И даже это — уже чудо.
Глава семнадцатая.
Эрине давно перестала считать годы как потерю — теперь они были просто отметками, как узелки на нитке: здесь — рождение Лукаса, здесь — первые шаги Алины, здесь — день, когда маленькая Сера впервые сказала «тётя Эри» и упала в объятия.
Она жила у Ирмы большую часть времени. Троих племянников воспитывала не как тётя, а как вторая мать: учила читать , чтобы они умели слушать мир; рисовать —чтобы видели,; говорить —так, чтобы в словах оставалось место для правды.
Королева доверяла ей своих детей. Эрине не ставила оценок и не требовала поклонов. Она спрашивала: «Почему ты думаешь, что это правильно?» — и ждала ответа, даже если он был неудобным. Дети привыкли к её тихому голосу, к тому, что она не хвалит за успех, а замечает усилие. Двор принимал её молча — не как жену советника, а как человека, чьё присутствие делало воздух чище.
Войд жил отдельно. Иногда присылал деньги. Иногда — записку. Они не виделись месяцами. Это устраивало обоих.
Однажды утром к её двери постучал гонец.
— Миледи, господин Войд болен. Просит вас приехать.
Он лежал в постели, лицо — серое, дыхание — частое. Узнал её. Кивнул.
Врач сказал, что началась та же лихорадка, что и у его матери много лет назад. Эрине не знала её, но видела, как он смотрит на неё — не с надеждой, не с раскаянием, а с тихим удивлением, будто не верит, что она пришла. Она осталась. Меняла примочки, варила отвары, сидела у постели. Он не просил помощи. Не жаловался. Только иногда, в полусне, шептал: «Не уходи».
Его пальцы сжимали её ладонь — крепко, без нежности, как тонущий хватает доску.
На четвёртый день он пришёл в себя. Посмотрел на неё. Попросил воды. Выпил, не отводя глаз.
— Ты здесь, — сказал он.
— Ты позвал.
— Я не думал, что ты придёшь.
— Я тоже не думала.
Он кивнул. Замолчал. Через час, не глядя на неё:
— Прости меня. За всё.
Она не ответила. Просто сидела рядом.
Он умер под рассвет. Тихо. Просто перестал дышать — и всё.
Она сидела у постели, пока за окном не начало светлеть.

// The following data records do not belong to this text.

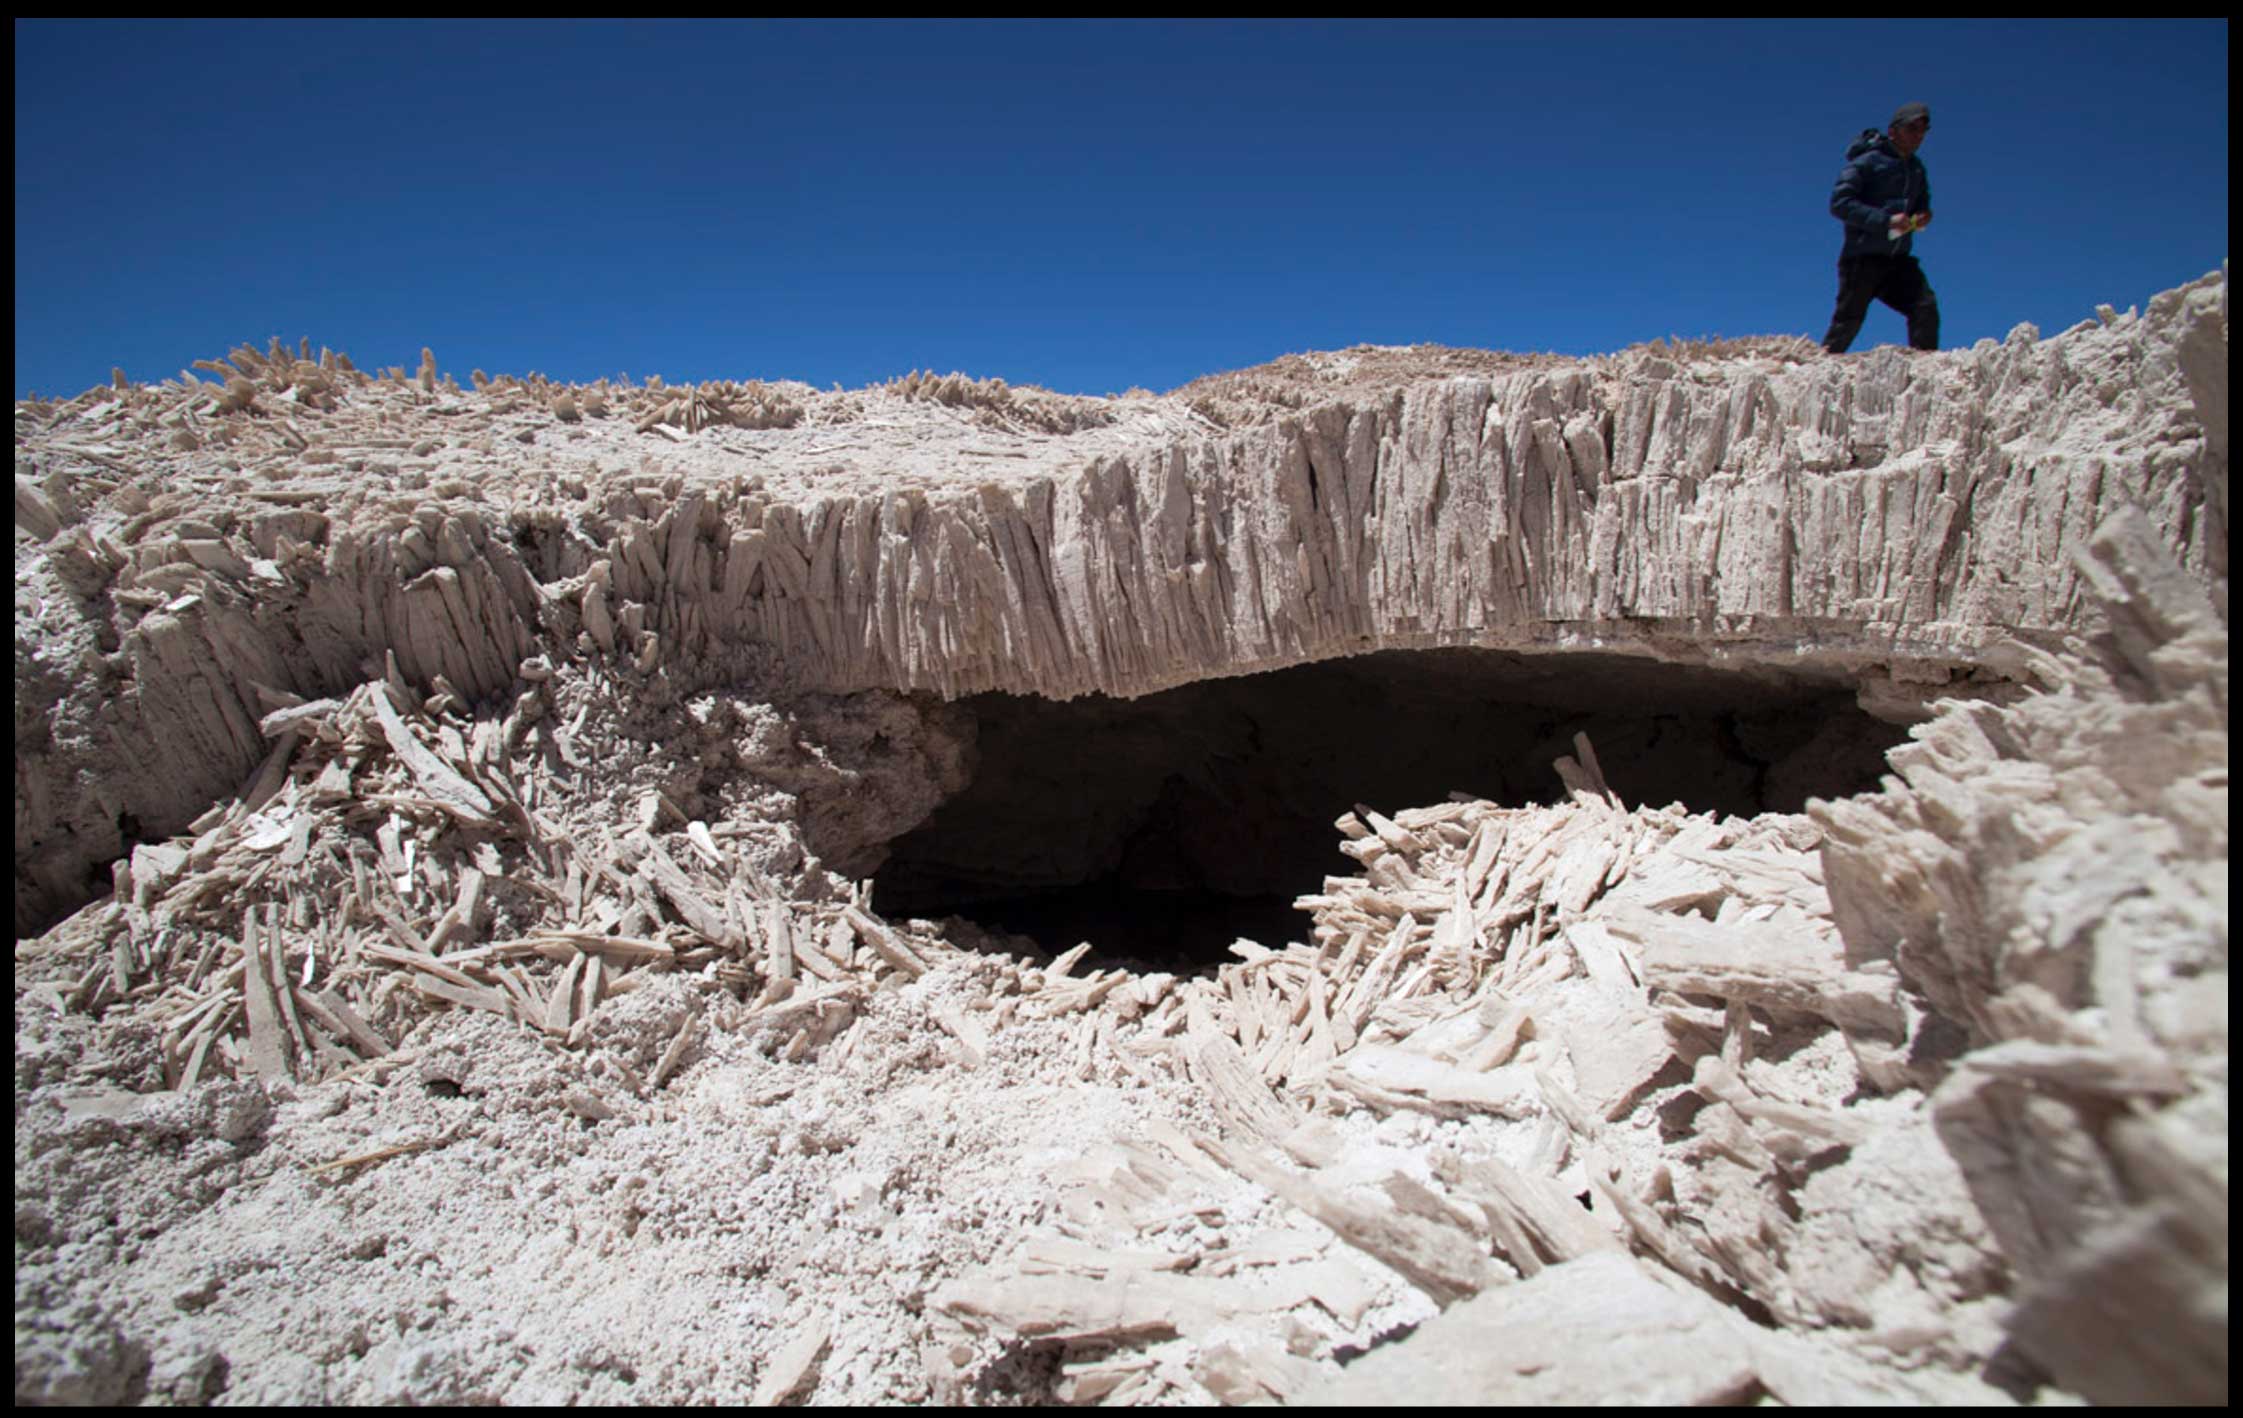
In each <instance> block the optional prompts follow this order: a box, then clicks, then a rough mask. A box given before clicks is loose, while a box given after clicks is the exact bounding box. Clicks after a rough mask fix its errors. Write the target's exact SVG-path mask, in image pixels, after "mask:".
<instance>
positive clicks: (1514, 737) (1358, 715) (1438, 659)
mask: <svg viewBox="0 0 2243 1418" xmlns="http://www.w3.org/2000/svg"><path fill="white" fill-rule="evenodd" d="M964 705H967V707H969V709H971V713H973V718H976V763H973V776H971V783H969V785H967V788H964V790H962V792H958V794H953V797H951V799H947V801H944V803H942V805H940V808H938V810H935V812H933V814H931V817H929V819H926V821H924V823H920V826H917V828H913V830H911V832H906V835H902V837H897V839H895V841H890V850H888V859H886V864H884V866H881V868H879V871H877V875H875V884H873V904H875V909H879V911H881V913H886V915H890V918H935V920H940V918H947V915H962V918H967V920H971V922H973V924H978V927H982V929H991V931H1000V933H1018V936H1030V938H1034V940H1036V945H1039V947H1043V949H1047V951H1061V949H1068V947H1072V945H1077V942H1081V940H1088V942H1090V945H1092V949H1090V958H1092V960H1095V963H1128V965H1139V967H1151V969H1171V972H1193V969H1211V967H1213V965H1218V963H1222V960H1225V958H1229V956H1227V947H1229V942H1231V940H1236V938H1240V936H1247V938H1252V940H1261V942H1263V945H1283V942H1285V940H1305V938H1308V915H1305V913H1301V911H1296V909H1294V906H1292V900H1294V897H1296V895H1305V893H1314V891H1319V888H1321V884H1323V877H1326V875H1353V873H1357V871H1359V864H1357V862H1355V859H1350V857H1346V855H1341V853H1339V832H1337V830H1335V828H1332V819H1337V817H1339V814H1344V812H1348V810H1353V808H1357V805H1368V808H1377V810H1379V812H1395V810H1400V808H1406V805H1422V803H1440V801H1444V799H1447V797H1449V794H1451V792H1462V794H1471V797H1485V799H1492V801H1498V803H1505V805H1527V803H1554V801H1559V799H1561V797H1563V785H1561V783H1559V776H1557V770H1554V767H1552V763H1554V761H1557V758H1559V756H1561V754H1570V752H1572V736H1575V734H1588V738H1590V743H1593V745H1595V749H1597V758H1599V761H1602V765H1604V776H1606V781H1608V783H1610V785H1613V790H1615V792H1619V797H1622V801H1626V803H1628V805H1637V803H1669V801H1680V803H1682V805H1687V808H1691V810H1714V812H1734V814H1752V812H1797V810H1799V808H1801V805H1803V803H1806V799H1808V797H1844V794H1853V792H1864V790H1873V788H1875V785H1877V776H1880V774H1882V772H1884V752H1886V749H1891V747H1895V745H1898V743H1902V740H1904V738H1907V731H1904V729H1900V727H1895V725H1889V722H1882V720H1877V718H1871V716H1868V713H1864V711H1862V709H1859V707H1857V705H1855V698H1853V693H1850V689H1848V687H1846V684H1844V682H1839V680H1835V678H1821V680H1817V678H1808V675H1790V673H1770V671H1752V673H1745V671H1716V669H1698V666H1678V664H1658V662H1644V660H1631V657H1619V655H1512V653H1496V651H1386V653H1377V655H1359V657H1350V660H1328V662H1321V664H1303V666H1294V669H1283V671H1270V673H1258V675H1240V678H1229V680H1202V682H1196V684H1184V687H1178V689H1169V691H1162V693H1153V696H1144V698H1135V700H1115V698H1106V696H1086V698H1079V700H1068V702H1054V700H1043V698H1032V696H1007V693H985V696H976V698H971V700H964Z"/></svg>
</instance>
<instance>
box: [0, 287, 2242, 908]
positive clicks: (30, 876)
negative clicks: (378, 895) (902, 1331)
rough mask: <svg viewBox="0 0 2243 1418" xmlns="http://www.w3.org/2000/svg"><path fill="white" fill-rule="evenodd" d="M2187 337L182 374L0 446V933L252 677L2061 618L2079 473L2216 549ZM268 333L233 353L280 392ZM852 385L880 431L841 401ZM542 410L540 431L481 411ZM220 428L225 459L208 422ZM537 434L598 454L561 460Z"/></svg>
mask: <svg viewBox="0 0 2243 1418" xmlns="http://www.w3.org/2000/svg"><path fill="white" fill-rule="evenodd" d="M2225 350H2227V346H2225V280H2223V278H2207V280H2203V283H2196V285H2194V287H2185V289H2178V292H2167V294H2164V296H2158V298H2156V301H2153V303H2151V307H2149V312H2147V316H2140V319H2135V316H2115V319H2113V321H2108V323H2086V325H2082V328H2077V330H2070V332H2066V334H2061V337H2057V339H2048V341H2039V339H2034V337H2032V334H2030V330H2025V328H2021V330H2019V332H2014V334H2012V337H2010V341H2005V343H1999V346H1996V343H1994V341H1983V343H1981V346H1976V348H1974V350H1956V352H1949V355H1938V357H1913V355H1907V352H1898V350H1880V352H1875V355H1868V357H1859V359H1817V361H1808V363H1783V361H1779V359H1727V361H1693V359H1671V357H1664V355H1660V352H1628V355H1622V357H1613V359H1599V361H1579V363H1563V361H1557V363H1548V366H1541V368H1525V370H1516V372H1501V375H1494V377H1447V379H1440V377H1436V379H1420V381H1409V384H1402V386H1395V388H1353V386H1350V388H1344V390H1339V393H1337V395H1335V397H1330V399H1326V402H1321V404H1312V406H1308V408H1301V411H1299V413H1290V415H1283V417H1274V420H1270V422H1263V424H1258V426H1249V429H1238V431H1227V433H1216V431H1209V426H1207V424H1204V422H1198V424H1196V420H1193V417H1191V415H1189V413H1187V411H1182V408H1180V402H1175V399H1169V402H1160V399H1155V402H1142V399H1139V402H1126V399H1124V402H1115V406H1128V408H1137V413H1133V415H1130V417H1119V415H1115V420H1110V422H1108V424H1101V426H1090V429H1086V431H1079V433H1068V435H1021V438H1012V440H1009V444H1007V446H1005V449H994V451H991V449H960V446H958V440H960V429H964V424H960V422H958V420H949V422H947V424H944V422H929V417H926V411H929V408H931V406H924V404H917V406H906V404H899V402H897V399H893V397H888V395H881V393H879V390H868V393H866V395H837V399H852V402H855V404H850V408H852V411H855V415H850V417H857V420H859V422H855V424H848V417H843V415H839V413H834V420H839V422H841V424H846V426H848V429H852V438H857V440H859V442H855V444H852V446H855V449H857V458H859V462H864V464H866V471H864V473H859V476H848V478H843V476H834V473H832V471H830V469H832V464H830V462H828V460H825V453H828V451H830V446H834V444H830V442H821V440H830V438H834V433H832V426H801V429H769V426H765V429H754V431H749V429H733V426H724V429H702V431H700V433H698V435H693V438H686V435H675V438H686V442H684V444H677V442H671V440H664V438H659V435H662V433H664V429H662V426H653V424H646V420H644V417H639V420H635V417H633V411H630V408H619V411H617V413H619V415H621V417H612V420H594V424H597V426H594V424H585V422H583V417H581V413H579V417H576V420H563V415H561V413H554V408H556V406H559V404H556V399H547V402H543V404H534V406H532V408H529V411H527V413H523V411H520V406H518V404H516V402H514V390H500V388H498V386H491V388H487V390H478V393H476V395H462V397H460V399H446V397H444V395H437V393H435V388H433V381H431V375H428V363H426V361H424V375H422V379H419V381H417V386H413V384H406V381H404V379H401V377H399V379H395V381H388V384H375V381H368V379H366V377H363V375H354V372H343V375H336V372H323V375H321V377H319V379H316V384H319V390H321V397H319V399H312V402H298V404H296V408H294V413H292V415H289V417H278V415H274V413H271V411H262V413H260V408H258V406H256V397H265V395H260V393H258V388H251V390H249V393H251V399H249V404H242V402H240V399H238V397H231V395H229V399H222V402H220V404H218V406H211V404H209V390H211V386H195V390H188V397H186V399H179V408H175V411H170V413H161V415H157V411H155V408H146V411H144V415H139V417H101V420H96V417H94V415H99V413H101V411H99V408H92V406H87V415H85V417H81V420H74V422H72V424H70V426H67V429H65V426H61V415H56V417H54V420H49V426H47V429H45V431H36V433H29V435H25V438H22V440H20V444H18V469H29V471H18V527H20V530H22V532H29V541H27V538H25V536H22V534H20V538H18V588H25V586H31V588H34V592H36V604H34V606H31V610H34V615H29V617H18V821H16V828H18V830H16V862H18V929H22V927H25V922H27V920H38V918H43V915H45V913H49V911H52V909H54V906H56V904H61V902H65V900H74V897H76V895H83V891H85V888H87V871H90V868H96V866H99V864H101V862H105V859H110V857H114V855H117V850H119V846H121V839H123V832H126V828H128V823H137V828H139V830H144V832H170V830H175V828H177V826H182V823H184V821H186V819H188V817H193V814H195V812H197V810H200V808H202V805H204V803H209V801H211V799H213V797H215V794H218V792H224V790H229V788H233V785H238V783H240V776H242V774H244V772H247V770H249V767H251V765H253V763H258V761H260V758H262V754H265V743H262V736H260V734H258V727H256V725H258V720H260V716H262V713H267V711H269V709H274V707H276V696H278V702H287V696H321V693H330V691H336V689H341V687H348V684H354V682H361V680H363V678H366V675H368V673H379V666H381V662H384V657H386V655H395V662H397V666H399V671H401V675H404V678H406V680H408V682H410V684H415V687H422V689H428V691H451V693H458V696H462V698H469V700H489V698H496V696H505V693H511V691H516V689H518V684H520V678H523V664H525V662H527V660H534V657H538V655H547V657H608V655H615V657H619V660H621V669H624V671H626V673H630V671H662V673H666V675H671V680H673V682H682V684H700V687H707V684H724V682H745V680H754V682H756V684H758V687H760V689H765V691H778V689H790V691H801V689H819V691H834V689H906V691H908V689H929V691H938V693H942V696H951V698H953V696H964V693H978V691H991V689H1003V691H1018V693H1043V696H1054V698H1065V696H1077V693H1088V691H1106V693H1119V696H1135V693H1148V691H1155V689H1164V687H1171V684H1178V682H1187V680H1196V678H1209V675H1231V673H1247V671H1256V669H1274V666H1283V664H1296V662H1305V660H1321V657H1332V655H1350V653H1364V651H1377V648H1420V646H1498V648H1602V651H1622V653H1640V655H1655V657H1667V660H1698V662H1718V664H1732V666H1776V669H1821V671H1844V673H1848V675H1853V678H1855V680H1857V682H1862V684H1864V689H1866V691H1875V687H1877V682H1880V680H1882V678H1884V675H1895V678H1902V680H1924V682H1931V684H1938V682H1945V680H1947V673H1949V669H1951V666H1958V664H1960V666H1969V664H1978V662H1981V660H1985V657H1987V653H1990V646H1992V644H1994V642H1999V639H2001V637H2005V635H2012V633H2025V635H2028V637H2043V639H2046V637H2057V635H2064V633H2070V630H2077V628H2082V626H2084V624H2086V619H2088V617H2090V615H2093V613H2090V610H2088V604H2086V601H2084V597H2082V595H2079V583H2077V574H2075V572H2073V570H2070V552H2073V550H2075V547H2077V545H2082V543H2084V538H2086V534H2088V532H2090V527H2095V525H2097V523H2099V521H2104V518H2106V516H2108V514H2113V512H2117V509H2120V507H2138V509H2142V512H2144V514H2147V516H2149V521H2151V525H2153V527H2156V532H2158V536H2162V538H2164V541H2167V545H2171V547H2173V550H2176V552H2178V554H2180V559H2182V563H2185V565H2189V568H2191V570H2196V572H2203V574H2225V406H2221V408H2218V411H2207V408H2200V402H2203V399H2205V397H2212V395H2209V393H2207V390H2221V393H2223V390H2225ZM285 366H287V361H285V357H278V359H253V361H251V368H249V370H247V372H249V375H253V377H256V379H260V381H262V386H260V388H265V393H267V395H274V397H278V395H276V393H274V390H276V386H278V388H287V375H285ZM2214 366H2216V368H2214ZM307 368H312V366H307V363H303V361H298V363H296V375H294V377H296V379H305V377H307V375H305V370H307ZM274 370H283V372H280V375H276V372H274ZM352 379H357V381H359V384H352ZM236 381H240V384H247V381H249V379H236ZM229 388H231V386H229ZM96 393H99V395H103V397H110V395H112V390H96ZM155 393H157V390H144V388H128V390H121V393H117V395H114V399H119V406H117V408H112V411H110V413H112V415H114V413H117V411H119V408H121V411H123V413H130V411H132V408H135V399H139V402H141V404H148V397H150V395H155ZM812 393H814V390H812ZM648 397H662V399H668V402H675V397H673V395H671V390H657V393H655V395H648ZM881 397H888V404H881V402H879V399H881ZM431 399H435V402H431ZM866 399H870V402H873V406H875V413H886V411H888V408H890V404H893V406H895V408H899V411H902V413H904V415H913V417H917V420H920V422H911V420H908V417H897V420H886V417H881V420H868V417H864V408H861V404H864V402H866ZM478 402H480V411H478ZM641 402H644V399H641ZM197 404H200V406H202V411H204V413H206V415H211V417H213V420H224V422H222V424H220V426H218V429H215V431H213V429H211V424H204V422H197V420H195V406H197ZM588 404H590V402H588ZM72 406H76V402H74V404H72ZM664 406H668V404H664ZM368 411H372V413H368ZM478 413H480V415H482V417H480V422H476V417H478ZM570 413H576V408H574V404H572V406H570ZM655 413H657V415H659V413H662V408H655ZM437 415H442V417H437ZM173 417H175V420H184V424H193V429H202V431H204V433H202V435H197V433H195V431H193V429H188V426H184V424H182V429H179V435H186V444H193V446H186V449H182V442H179V435H168V433H164V429H168V426H170V424H166V422H164V420H173ZM507 420H511V422H507ZM1130 420H1135V422H1130ZM81 424H85V426H81ZM96 424H99V435H101V438H105V440H108V442H103V444H99V446H96V444H90V442H85V440H87V438H92V435H94V426H96ZM469 424H473V429H478V431H511V433H505V438H496V435H493V438H482V440H480V444H476V455H473V458H471V460H469V462H455V464H451V467H449V469H446V467H442V464H431V467H435V471H437V473H444V476H437V478H435V480H431V476H428V467H424V469H422V471H417V473H413V478H406V476H404V473H401V471H399V469H397V467H395V464H386V462H384V460H381V458H350V453H352V451H357V453H366V451H370V449H381V451H388V449H413V451H415V453H422V451H426V449H437V446H442V444H444V438H435V435H451V433H458V431H460V429H462V426H469ZM641 424H646V429H641ZM886 424H895V426H897V429H904V431H902V433H897V431H888V433H879V429H881V426H886ZM563 426H565V435H563V433H556V431H561V429H563ZM305 429H310V433H305ZM399 429H401V431H404V438H399V435H397V433H399ZM541 429H543V431H545V435H556V438H563V442H561V444H559V446H561V449H565V451H561V453H545V451H534V449H532V446H523V444H520V442H518V440H523V438H525V435H527V438H529V440H532V442H534V440H536V438H538V435H541ZM218 433H224V440H220V438H218ZM202 438H211V442H209V444H204V442H200V440H202ZM695 438H698V440H704V442H700V444H695V442H693V440H695ZM135 440H139V442H135ZM942 440H949V442H942ZM260 442H262V444H267V449H269V451H267V455H265V458H262V460H253V471H258V473H260V476H262V482H258V480H251V478H247V476H244V473H247V471H251V469H244V460H242V455H240V453H242V449H251V451H253V446H256V444H260ZM455 442H458V440H455ZM982 442H1003V440H987V438H985V440H982ZM689 444H691V446H689ZM929 449H933V453H929ZM942 449H951V455H949V460H947V462H944V458H942ZM964 453H976V455H980V460H976V458H967V455H964ZM583 455H590V458H592V460H594V464H597V467H608V469H626V467H628V469H630V471H608V473H597V471H592V473H583V476H574V473H565V471H563V469H565V467H576V460H579V458H583ZM336 460H343V467H334V464H336ZM352 464H357V467H352ZM991 467H998V469H1003V471H1000V473H991V471H987V469H991ZM83 469H94V473H85V471H83ZM117 473H123V480H119V478H117ZM415 480H417V482H419V485H422V487H426V491H417V489H413V487H408V482H415ZM314 507H316V509H319V512H314ZM27 509H29V512H27ZM2207 512H2209V514H2207ZM49 592H52V595H49ZM20 597H22V590H20ZM27 619H29V621H31V624H29V626H27Z"/></svg>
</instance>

Потом встала, поправила одеяло на его плечах и вышла.
***
За окном сгущались сумерки.
В доме было тихо.
Тот мир кончился.
Тот путь — пройден.
Тот брак — расторгнут.
Тот человек — ушёл.
Глава восемнадцатая.
Эрине носила траур.
Не из скорби. Не из долга.
Просто так было проще — меньше вопросов, меньше слов.
Для всех она оставалась вдовой.
А сердце её давно жило в другом месте — там, где пахло полынью и утренней росой.
Сестра с мужем пригласили её на свадьбу друга семьи.
— Поедешь? — спросила Ирма. — Дети будут рады. Да и тебе… пора выйти из тени.
Эрине нехотя коротко кивнула.
Храм стоял в лесу, на холме, где сосны росли плотно, как стены. Дорога к нему была усыпана иголками, а воздух — напоён смолой и тишиной.
Внутри — свет падал сквозь высокие окна, окрашивая каменный пол в золотисто-зелёные пятна. Стены украшали простые гобелены — без золота, без пышности, только ветви деревьев и птицы в полёте.
Гости сидели тихо. Жених стоял у алтаря — высокий, в белоснежном камзоле с серебристой вышивкой, руки, сложены за спиной. Лицо — спокойное, но глаза —будто ждут чуда.
Эрине сидела в третьем ряду. На её шее — традиционное траурное колье, единственное напоминание о том, что она всё ещё вдова.
На коленях у нее вертелась Сера, в белом платьице с вышитыми васильками.
Двери отворились.
Невеста вошла под руку отца. Платье — простое, без шлейфа, с полевыми цветами в волосах. Она шла легко, почти весело, будто не на свадьбу, а на встречу с солнцем.
Отец довёл её до алтаря, поцеловал в лоб и отступил.
Он обернулся и Эрине перестала дышать.
Перед ней стоял он. О, Бори! ОН!!
Скулы — всё те же.
Только теперь и в волосах, и в короткой, ухоженной бороде лёгкая седина, совсем чуть-чуть, как первый иней на утренней траве.
Всё остальное — прежнее: та же линия подбородка, тот же непослушный завиток у виска, тот же взгляд, что заставлял её сердце замирать.
губы…
Те самые губы, что касались её шеи, плеч, внутренней стороны бёдер —жадно, внимательно, будто читали карту.
Что оставляли на коже лёгкое жжение, от которого она потом не могла думать ни о чём другом.
Что целовали её так, как будто больше не будет завтра.
Она пыталась забыть это годами.
Но тело узнало — мгновенно, без спроса, с той же дрожью, что и тогда.
Глаза не изменились. Зелёные. Тихие. Те, в которые она смотрела, когда всё остальное исчезало.